In January 1939, the role of the SA was officially mandated as a training school for the armed forces with the establishment of the SA Wehrmannschaften (SA Military Units). Then in September 1939 with the start of World War II in Europe, the SA lost most of its remaining members to military service in the Wehrmacht (armed forces). Lutze maintained his position in the weakened SA until his death.

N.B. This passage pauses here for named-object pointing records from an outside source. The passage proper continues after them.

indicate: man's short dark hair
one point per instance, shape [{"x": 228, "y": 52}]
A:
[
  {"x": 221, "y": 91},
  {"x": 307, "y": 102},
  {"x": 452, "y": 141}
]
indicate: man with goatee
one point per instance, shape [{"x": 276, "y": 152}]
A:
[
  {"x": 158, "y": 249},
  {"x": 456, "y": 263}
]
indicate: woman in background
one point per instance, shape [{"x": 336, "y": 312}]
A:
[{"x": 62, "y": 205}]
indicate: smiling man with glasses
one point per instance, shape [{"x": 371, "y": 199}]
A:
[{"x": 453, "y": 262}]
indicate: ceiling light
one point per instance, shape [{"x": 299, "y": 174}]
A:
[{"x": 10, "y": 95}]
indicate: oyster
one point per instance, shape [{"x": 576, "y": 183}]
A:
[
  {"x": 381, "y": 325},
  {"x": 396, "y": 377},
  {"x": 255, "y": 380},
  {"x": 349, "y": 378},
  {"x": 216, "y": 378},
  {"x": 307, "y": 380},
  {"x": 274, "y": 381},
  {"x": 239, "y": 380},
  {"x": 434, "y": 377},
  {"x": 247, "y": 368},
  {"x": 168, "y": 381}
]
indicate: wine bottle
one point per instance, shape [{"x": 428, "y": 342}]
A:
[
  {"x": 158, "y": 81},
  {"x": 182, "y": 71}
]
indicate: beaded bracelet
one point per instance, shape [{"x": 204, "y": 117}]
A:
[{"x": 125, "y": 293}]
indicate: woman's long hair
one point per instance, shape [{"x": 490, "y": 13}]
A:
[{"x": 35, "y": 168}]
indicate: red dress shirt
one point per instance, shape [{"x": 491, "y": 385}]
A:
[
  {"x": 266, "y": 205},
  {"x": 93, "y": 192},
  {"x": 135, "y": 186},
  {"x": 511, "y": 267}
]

On 1 May 1943 he was driving a car near Potsdam with his entire family. Driving too fast on a curve caused an accident that badly injured Lutze as well as killing his older daughter Inge and badly injuring his younger daughter. Viktor Lutze died during an operation in a hospital in Potsdam the next evening. News reports stated that the accident involved another vehicle, keeping the news of reckless driving from the public. Hitler ordered Joseph Goebbels to convey his condolences to Viktor's wife Paula and son Viktor, Jr. Goebbels, in his diaries, had already described Lutze as a man of "unlimited stupidity" but at his death decided he was a decent fellow. Lutze was 52 years old.
Pictures found in Lutze's house by the Allies depict a family man who enjoyed day-trips and table tennis.